I’d never been to this part of Saintes and was pleasantly surprised to discover that once we passed the riverside campsite, the route took us along a quiet, shady lane.
This soon became a track and we had regular glimpses of the river.
The Flow Vélo from Cognac to Rouffiac was pleasant, but today’s section easily surpassed it in terms of the variety of tracks and the number of interesting features. I’d recommend this day trip – a total of 45km for the return ride – to everyone. And not only because we found ice-creams along the way.
Having cycled close to the river for about 5km, the route headed inland a little. The lanes took us up and down small hills and through the hamlets of Narcejac, La Pommeraie and Port à Clou. There was so much to see. From the sighting of a stork on the ground – it was almost as big as my bike – to the beautiful stone architecture, something constantly caught our attention.

We were welcomed at la Basse Pommeraie by this sign, which directed cyclists to ‘Number 15’. When I stopped to have a closer look, I saw a notice in the window offering water, a pump and a smile.
Unfortunately no one was at home, otherwise I could have wangled a longer stop there.
As the Flow Vélo remains fairly close to the river, we often passed wetlands. Just before Port à Clou, we were treated to a boardwalk to cross the protected marshes. Some surprises awaited us there, including these fellows. There were a few more to meet too, but I’ll let you discover them on your own.


We left the Flow Vélo when we spotted the river at Port à Clou and ate our picnic beside the water. Had it been a little later in the year, we would have swum, since access to the water is easy in this spot.
Here are a few pictures of the landscapes we crossed after lunch.






The square bridge allowed the cycleway to pass under a viaduct, which we presumed was a railway. When we discovered it was tarmacked, we decided to follow it – hence the photo of my husband pushing his bike up onto it. Don’t worry, this isn’t a compulsory part of the route.

When I stopped at the end of the viaduct to read the inscription on the stone, a dog-walker informed us that the viaduct was actually an old Roman road. It’s used by the locals when the normal road floods. But as it’s only wide enough for one car – and there’s a drop on each side – this must lead to conflictual situations and lots of reversing.
The viaduct led towards the charming village of Taillebourg, on the far bank of the River Charente.

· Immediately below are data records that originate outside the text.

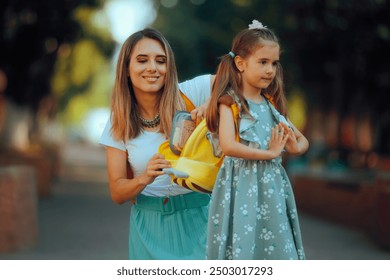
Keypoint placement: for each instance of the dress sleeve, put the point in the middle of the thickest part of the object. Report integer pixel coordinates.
(106, 138)
(197, 89)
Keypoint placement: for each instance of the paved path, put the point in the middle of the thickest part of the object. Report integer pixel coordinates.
(79, 221)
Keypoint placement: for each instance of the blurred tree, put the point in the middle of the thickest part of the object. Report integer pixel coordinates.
(63, 40)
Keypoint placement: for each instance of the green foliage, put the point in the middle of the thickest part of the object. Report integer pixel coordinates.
(334, 52)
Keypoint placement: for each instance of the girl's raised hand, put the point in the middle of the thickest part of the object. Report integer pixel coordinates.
(278, 140)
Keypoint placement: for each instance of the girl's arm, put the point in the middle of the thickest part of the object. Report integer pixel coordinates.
(297, 143)
(230, 147)
(125, 189)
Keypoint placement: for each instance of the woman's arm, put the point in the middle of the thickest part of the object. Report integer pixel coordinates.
(297, 143)
(125, 189)
(230, 147)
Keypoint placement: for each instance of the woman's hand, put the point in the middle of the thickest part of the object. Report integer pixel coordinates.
(278, 140)
(154, 168)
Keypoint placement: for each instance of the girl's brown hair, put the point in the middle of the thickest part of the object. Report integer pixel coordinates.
(228, 77)
(125, 123)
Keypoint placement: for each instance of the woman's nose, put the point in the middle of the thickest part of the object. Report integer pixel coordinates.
(151, 67)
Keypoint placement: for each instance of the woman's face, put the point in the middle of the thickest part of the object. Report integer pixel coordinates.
(148, 66)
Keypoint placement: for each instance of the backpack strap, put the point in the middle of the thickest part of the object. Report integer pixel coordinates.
(236, 114)
(189, 105)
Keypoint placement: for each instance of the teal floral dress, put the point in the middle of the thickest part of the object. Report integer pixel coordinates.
(252, 212)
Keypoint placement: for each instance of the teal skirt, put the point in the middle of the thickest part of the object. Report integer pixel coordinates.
(176, 229)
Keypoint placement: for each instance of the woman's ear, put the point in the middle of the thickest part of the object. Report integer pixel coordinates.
(240, 63)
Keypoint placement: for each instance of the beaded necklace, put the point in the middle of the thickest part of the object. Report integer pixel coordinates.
(150, 123)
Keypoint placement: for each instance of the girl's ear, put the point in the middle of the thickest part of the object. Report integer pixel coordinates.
(240, 63)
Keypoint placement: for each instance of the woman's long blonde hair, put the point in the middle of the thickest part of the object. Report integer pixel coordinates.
(125, 123)
(228, 77)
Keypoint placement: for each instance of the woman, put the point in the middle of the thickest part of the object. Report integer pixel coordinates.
(166, 221)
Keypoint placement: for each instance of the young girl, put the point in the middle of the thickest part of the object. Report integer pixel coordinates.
(253, 213)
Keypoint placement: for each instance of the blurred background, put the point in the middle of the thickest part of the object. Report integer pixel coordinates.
(57, 67)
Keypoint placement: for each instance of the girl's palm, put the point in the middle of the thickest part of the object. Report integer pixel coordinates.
(278, 140)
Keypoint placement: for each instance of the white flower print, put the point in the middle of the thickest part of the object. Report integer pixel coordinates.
(269, 192)
(270, 249)
(236, 238)
(248, 228)
(237, 252)
(267, 177)
(283, 227)
(220, 238)
(254, 114)
(215, 220)
(262, 212)
(227, 196)
(279, 208)
(228, 253)
(288, 247)
(293, 213)
(244, 210)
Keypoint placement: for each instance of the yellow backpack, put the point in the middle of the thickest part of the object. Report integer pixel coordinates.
(197, 165)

The Flow Vélo doesn’t pass through it, but we wanted to visit and it was only one kilometre off our route.
What a good idea that was! I loved the little village, with its stone quay and the castle parkland overlooking the countryside. I recommend you stop there and discover it yourself. Here’s a slideshow of a few pictures to give you an idea of the treat you’re in for.

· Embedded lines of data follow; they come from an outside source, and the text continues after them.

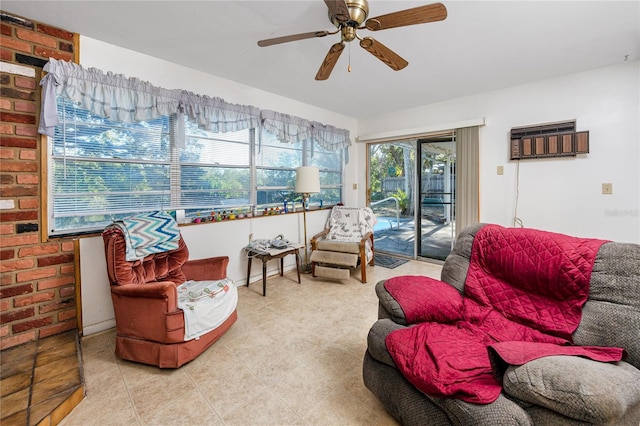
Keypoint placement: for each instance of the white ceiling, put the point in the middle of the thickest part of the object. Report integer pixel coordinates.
(481, 46)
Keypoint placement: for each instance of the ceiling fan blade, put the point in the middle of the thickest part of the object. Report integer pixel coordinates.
(293, 37)
(382, 52)
(339, 9)
(417, 15)
(329, 61)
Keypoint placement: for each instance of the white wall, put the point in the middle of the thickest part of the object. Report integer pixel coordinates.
(561, 194)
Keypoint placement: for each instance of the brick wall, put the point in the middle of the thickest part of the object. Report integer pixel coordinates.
(37, 281)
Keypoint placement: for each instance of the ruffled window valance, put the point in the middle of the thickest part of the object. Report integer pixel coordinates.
(130, 100)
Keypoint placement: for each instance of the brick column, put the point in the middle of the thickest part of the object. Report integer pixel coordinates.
(37, 281)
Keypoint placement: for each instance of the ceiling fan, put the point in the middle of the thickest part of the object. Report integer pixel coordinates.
(349, 15)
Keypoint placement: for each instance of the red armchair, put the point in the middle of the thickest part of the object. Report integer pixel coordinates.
(150, 326)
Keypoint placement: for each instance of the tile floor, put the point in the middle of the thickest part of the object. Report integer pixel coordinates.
(292, 358)
(41, 381)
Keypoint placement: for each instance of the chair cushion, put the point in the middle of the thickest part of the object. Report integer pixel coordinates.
(338, 246)
(579, 388)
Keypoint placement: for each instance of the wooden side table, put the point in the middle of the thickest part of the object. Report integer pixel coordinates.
(268, 255)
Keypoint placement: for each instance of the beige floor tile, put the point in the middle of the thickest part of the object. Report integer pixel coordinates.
(293, 357)
(263, 409)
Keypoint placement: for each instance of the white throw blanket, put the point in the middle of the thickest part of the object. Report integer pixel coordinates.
(350, 224)
(206, 305)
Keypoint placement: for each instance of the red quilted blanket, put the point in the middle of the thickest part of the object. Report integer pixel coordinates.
(523, 298)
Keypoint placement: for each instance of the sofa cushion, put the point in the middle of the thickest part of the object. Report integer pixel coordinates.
(576, 387)
(424, 299)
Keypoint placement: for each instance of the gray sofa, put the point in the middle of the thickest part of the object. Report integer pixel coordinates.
(553, 390)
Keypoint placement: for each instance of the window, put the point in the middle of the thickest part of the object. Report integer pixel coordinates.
(101, 170)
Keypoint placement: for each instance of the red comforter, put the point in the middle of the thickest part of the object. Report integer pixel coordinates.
(523, 298)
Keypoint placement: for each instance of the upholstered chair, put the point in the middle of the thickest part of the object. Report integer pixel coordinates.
(150, 326)
(346, 241)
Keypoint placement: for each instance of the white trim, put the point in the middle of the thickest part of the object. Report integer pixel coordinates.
(17, 69)
(421, 130)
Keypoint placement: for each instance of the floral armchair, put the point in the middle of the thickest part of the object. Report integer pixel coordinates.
(346, 241)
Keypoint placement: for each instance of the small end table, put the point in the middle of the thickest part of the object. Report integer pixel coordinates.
(267, 255)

It was getting late by now, and with over 20km on the clock we decided we’d cycle as far as Port-d’Envaux before returning to Saintes. The cycleway took us along a couple of rather long, straight, flat tracks. A few kilometres later, we arrived in the village.
In fact, we arrived directly at a tranquil, riverside meadow which is actually the port. Although it’s a small village today, Port-d’Envaux used to be an important stop for the boats carrying stone from the nearby Crazannes quarry as well as pottery from La Chapelle des Pots.
And guess what? I finally got to eat my ice-cream.

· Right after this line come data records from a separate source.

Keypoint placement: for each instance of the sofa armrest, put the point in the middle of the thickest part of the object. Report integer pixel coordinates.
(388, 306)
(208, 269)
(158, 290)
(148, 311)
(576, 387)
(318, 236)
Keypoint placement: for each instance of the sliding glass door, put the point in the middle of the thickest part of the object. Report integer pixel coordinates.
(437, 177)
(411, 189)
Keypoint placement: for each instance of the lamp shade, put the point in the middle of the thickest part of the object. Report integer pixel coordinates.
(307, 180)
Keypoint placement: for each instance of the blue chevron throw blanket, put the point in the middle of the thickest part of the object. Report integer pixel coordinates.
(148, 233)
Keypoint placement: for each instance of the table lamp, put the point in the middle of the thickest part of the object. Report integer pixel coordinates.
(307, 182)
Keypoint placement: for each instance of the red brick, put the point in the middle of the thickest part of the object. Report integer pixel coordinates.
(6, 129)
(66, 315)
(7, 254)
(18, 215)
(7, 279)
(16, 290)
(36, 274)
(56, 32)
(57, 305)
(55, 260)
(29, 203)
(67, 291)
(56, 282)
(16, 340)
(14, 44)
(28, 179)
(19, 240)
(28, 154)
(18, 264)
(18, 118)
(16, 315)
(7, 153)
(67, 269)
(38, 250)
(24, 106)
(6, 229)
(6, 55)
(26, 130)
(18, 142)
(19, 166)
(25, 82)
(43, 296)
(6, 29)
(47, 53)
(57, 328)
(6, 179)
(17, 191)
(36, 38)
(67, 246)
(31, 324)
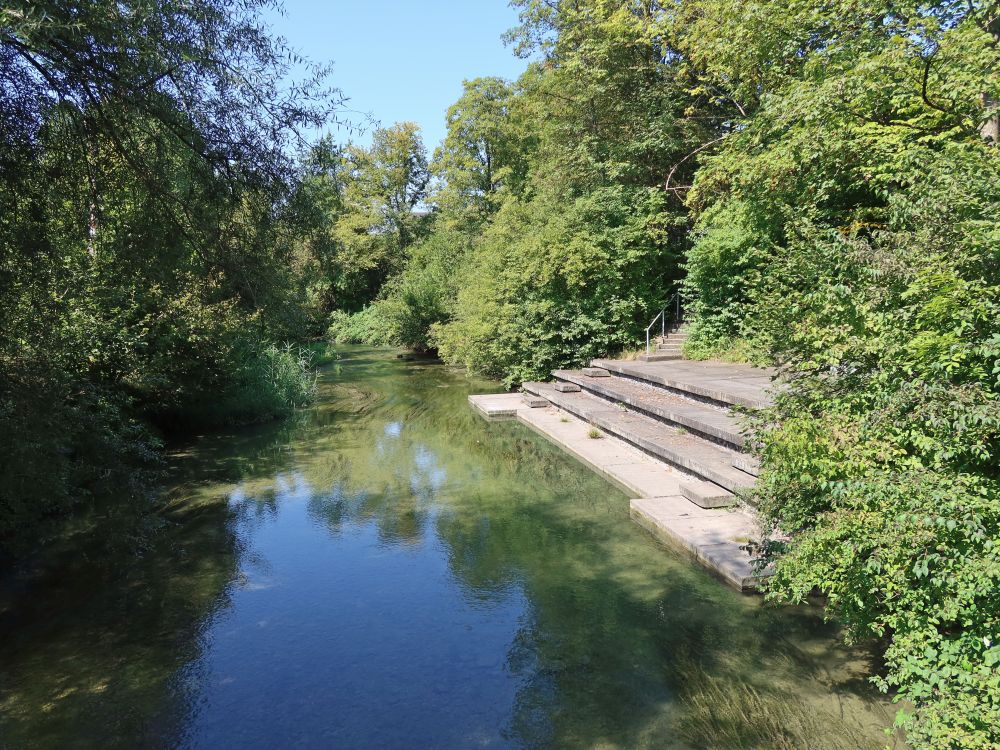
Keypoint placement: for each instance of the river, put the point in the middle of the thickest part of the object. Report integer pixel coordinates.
(387, 570)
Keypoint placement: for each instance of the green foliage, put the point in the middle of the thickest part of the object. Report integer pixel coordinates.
(145, 261)
(363, 327)
(848, 232)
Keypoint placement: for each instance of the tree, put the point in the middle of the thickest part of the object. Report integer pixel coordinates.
(484, 151)
(143, 166)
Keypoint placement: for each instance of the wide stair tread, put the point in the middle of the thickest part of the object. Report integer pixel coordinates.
(714, 422)
(678, 447)
(722, 384)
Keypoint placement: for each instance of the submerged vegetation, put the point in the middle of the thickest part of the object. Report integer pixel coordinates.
(821, 180)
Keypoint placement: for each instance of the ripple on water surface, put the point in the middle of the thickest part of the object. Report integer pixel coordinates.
(388, 571)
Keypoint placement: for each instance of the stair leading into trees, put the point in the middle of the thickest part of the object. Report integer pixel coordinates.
(676, 446)
(667, 347)
(673, 437)
(685, 414)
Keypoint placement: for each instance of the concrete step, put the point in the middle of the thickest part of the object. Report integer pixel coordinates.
(659, 357)
(747, 464)
(711, 422)
(717, 383)
(533, 401)
(678, 447)
(707, 494)
(567, 387)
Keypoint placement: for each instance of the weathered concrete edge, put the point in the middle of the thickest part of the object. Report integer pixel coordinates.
(607, 472)
(747, 583)
(702, 554)
(717, 473)
(734, 439)
(505, 415)
(713, 394)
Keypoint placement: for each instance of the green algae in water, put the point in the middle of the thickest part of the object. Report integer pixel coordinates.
(388, 570)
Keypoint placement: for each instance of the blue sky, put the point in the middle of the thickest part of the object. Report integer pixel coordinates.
(400, 60)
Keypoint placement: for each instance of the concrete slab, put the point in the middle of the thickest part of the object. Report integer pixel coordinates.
(713, 537)
(567, 387)
(707, 495)
(534, 402)
(720, 382)
(497, 406)
(712, 421)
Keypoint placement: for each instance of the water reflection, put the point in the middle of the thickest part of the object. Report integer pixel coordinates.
(389, 571)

Port-d’Envaux must be a lovely place to laze in the summer. You can hire boats from Les Canotiers, admire the stone sculptures, eat at Le Gabarier restaurant and visit Panloy castle.
I’ll definitely have to return. In fact, we might even camp for a night at Crazannes, which is 4km away, for our next stage of the Flow Vélo, from Port-d’Envaux downstream to St.Savinien-sur-Charente – and, who knows, maybe a little further.